Swanson had maneuvered to a spot where the illumination changed sharply into shadow, and slowly rose up beside a row of tall telephone poles, letting them mask his bulk. Five yards away was the deep valley of crates and containers, and he crossed it with three easy strides that would not draw a curious eye. Then, once in the wider cavern of shadow, he ventured deeper into the complex, his path determined by the patches of dark, until he was fully surrounded by the peaks of the containers loaded with explosives, bullets, grenades, and shells. No guards patrolled the interior area.
He took his time to plant bricks of C-4 at various points, picking out containers that he thought would cause the most damage. He was not after a hit-or-miss fire-and-light show but wanted to create a volcanic bonfire that would be almost impossible to extinguish. Then, when the rocket-propelled grenades exploded, they would fly all over the place, igniting even more explosions. Cases of hand grenades would pulverize whatever was around. Fifty-caliber bullets would cook off hot and punch through other cases, and the entire thing would sizzle and boom for hours. Knowing the Pathfinders would be bringing in more ammunition of all kinds, Kyle decided to expend all of his C-4 but for a single brick to be kept back for an emergency. The det cord was strung, and the timers were all set for 0230.

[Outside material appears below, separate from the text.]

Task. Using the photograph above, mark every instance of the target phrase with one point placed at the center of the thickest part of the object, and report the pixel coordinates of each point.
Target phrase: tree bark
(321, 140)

It was almost midnight when he left the place as quietly as he had entered, moving faster once he got past the guard post. He wished he could have taken those guards out, but their bodies would have called attention to the fact that somebody had been in the area. Anyway, those two would have enough to worry about in a just little while.
At the edge of the final field, he stripped away the ghillie, broke down the rifle again, put it all in the drag bag, and, once again in his baggy Egyptian clothes, walked back to the waiting 4Runner. It was time to go pick up his people.
Tech sergeant Bubba Talbot suppressed a smirk as he cocked the unique scarlet beret that identified him as an Air Force Combat Controller to just the right angle so the wind across the flight deck would not sweep it off his head; he was the man tonight. Four of the deadliest men on the planet walked with him to the Black Hawk helicopter that was sitting in the busy gloom aboard the giant aircraft: a two-man SEAL sniper team, a Marine Recon explosives expert, and some weird-looking dead-eyes dude with a big gun from the Christians in Action, better known as the CIA. All were sneak-and-peek gunslingers, and their job was to protect Talbot, the Combat Controller. The five experts had been chopped without explanation for temporary duty with something called Task Force Trident, assembled at Fort Bragg on the double, then flown across the Atlantic, and finally boarded the COD for the final leg to the carrier.